Currently, in the business world, over ninety percent of all information is created in electronic format. Shortly after electronically stored information became commonplace in the business world, the state and federal courts began to see more and more requests and subpoenas between adversaries in lawsuits demanding one another’s electronically stored information.

Many businesses know (or hopefully have a good idea) where all their paper documents are located concerning a specific account, transaction, etc. But if the business is served with a subpoena ordering the production of all "electronically stored information” on a specific matter, including email, within fifteen to twenty days, can the business comply? For an account that dates back five or ten years? How have those documents been saved and/or archived? Have they been saved separately from other files on different matters? Can all emails addressing the issue in any manner be easily gathered and produced?

If the answer to these types of questions is "No,” then the business is probably not prepared to respond to such a subpoena quickly, confidently and inexpensively (or at least less-expensively). The business is therefore at risk. The business will then invariably be forced to hire an expensive, third-party, information technology ("IT”) vendor to comb through possibly years of electronic documents and emails in the hopes of isolating information responsive to the subpoena or discovery requests. What must be done in haste may be much more expensive than what is done without an immediate, court-ordered deadline.

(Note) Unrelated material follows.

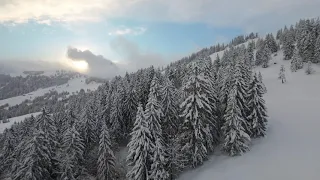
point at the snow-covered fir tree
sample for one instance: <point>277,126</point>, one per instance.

The nightmare does not end with the expense of data retrieval. Federal courts are now regularly sanctioning and fining parties to lawsuits for failing to take the necessary steps to protect the data which is responsive to the discovery requests and subpoenas. In other words, "we don’t have it anymore” does not necessarily get the business out of the woods.

Federal courts have held that "the obligation to preserve evidence arises when the party has notice that the evidence is relevant to the litigation or when a party should have known that the evidence may be relevant to future litigation [emphasis added].” Zubulake v. UBS Warburg LLC, 220 F.R.D. 212, 216 (S.D.N.Y. 2003). So parties to a not-yet-filed lawsuit have to be sure that they are retaining discoverable documents potentially years before the lawsuit is eventually filed, simply because they arguably "should have known” the evidence may be relevant to the future litigation. To be sure, the opposing attorney will certainly be arguing that the party "should have known” that the documents needed to be retained.

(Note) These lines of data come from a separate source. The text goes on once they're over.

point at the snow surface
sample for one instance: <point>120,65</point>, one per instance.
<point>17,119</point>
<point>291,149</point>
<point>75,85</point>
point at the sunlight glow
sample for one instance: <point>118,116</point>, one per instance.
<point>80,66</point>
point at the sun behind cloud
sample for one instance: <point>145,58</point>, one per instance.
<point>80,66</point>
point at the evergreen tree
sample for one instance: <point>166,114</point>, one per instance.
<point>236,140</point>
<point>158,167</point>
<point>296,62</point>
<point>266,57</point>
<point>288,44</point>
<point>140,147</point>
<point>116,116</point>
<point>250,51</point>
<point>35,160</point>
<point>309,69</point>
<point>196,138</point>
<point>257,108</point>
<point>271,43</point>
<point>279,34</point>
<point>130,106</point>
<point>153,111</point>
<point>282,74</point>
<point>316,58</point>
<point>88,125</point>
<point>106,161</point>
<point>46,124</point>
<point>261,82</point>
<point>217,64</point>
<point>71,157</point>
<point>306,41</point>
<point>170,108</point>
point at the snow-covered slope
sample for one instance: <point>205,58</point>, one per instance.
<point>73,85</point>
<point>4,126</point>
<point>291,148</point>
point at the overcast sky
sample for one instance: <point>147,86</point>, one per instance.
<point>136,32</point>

Even if the business deletes/destroys documents consistent with a properly implemented "document retention policy,” the business could be in trouble with the court. If that deletion/destruction occurs after the business "should have known” the evidence "may be relevant to future litigation,” the business may very well be subject to sanctions by the court once the lawsuit gets underway for breaching the business’s obligation to preserve evidence.

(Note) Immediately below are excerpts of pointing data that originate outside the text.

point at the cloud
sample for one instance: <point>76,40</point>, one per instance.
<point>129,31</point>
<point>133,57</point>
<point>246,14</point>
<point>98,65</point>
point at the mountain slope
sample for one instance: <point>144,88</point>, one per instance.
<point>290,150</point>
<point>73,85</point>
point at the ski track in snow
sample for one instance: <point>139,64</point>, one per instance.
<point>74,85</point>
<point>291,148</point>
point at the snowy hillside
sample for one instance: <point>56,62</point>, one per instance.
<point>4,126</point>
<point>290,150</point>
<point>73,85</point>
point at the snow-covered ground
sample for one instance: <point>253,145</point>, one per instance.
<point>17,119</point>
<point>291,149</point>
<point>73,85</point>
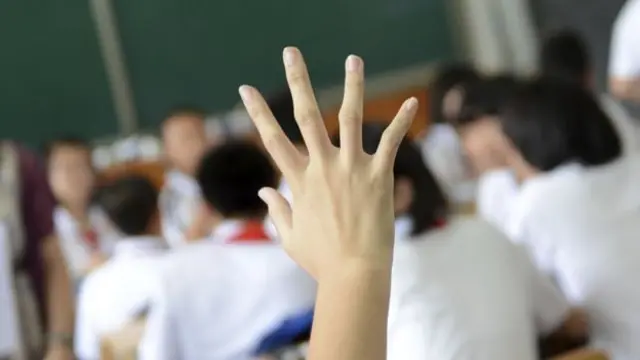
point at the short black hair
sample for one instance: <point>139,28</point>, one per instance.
<point>447,78</point>
<point>565,55</point>
<point>485,97</point>
<point>131,203</point>
<point>553,122</point>
<point>70,141</point>
<point>230,176</point>
<point>429,207</point>
<point>281,105</point>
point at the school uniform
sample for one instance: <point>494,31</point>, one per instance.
<point>217,299</point>
<point>116,293</point>
<point>464,291</point>
<point>628,128</point>
<point>442,152</point>
<point>497,190</point>
<point>78,246</point>
<point>581,225</point>
<point>624,59</point>
<point>179,200</point>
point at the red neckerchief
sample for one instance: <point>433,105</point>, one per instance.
<point>91,239</point>
<point>251,232</point>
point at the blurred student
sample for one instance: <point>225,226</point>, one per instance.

What can you do now to better protect your company against prohibitively expensive, post-lawsuit, IT costs and possibly severe discovery sanctions by the courts? A start is to consult with your legal counsel about how your business can develop an economical approach to complying with the federal rules on e-discovery, to be prepared for a possible suit and the related discovery requests. This consultation will probably also involve the use of a third-party IT vendor (if your business has no competent in-house IT employee). Most IT vendors will explain that the costs of devising an appropriate document retention and archival system, prior to the pressures of litigation, that will be a fraction of the cost of addressing the problem in the face of a pressing federal court order.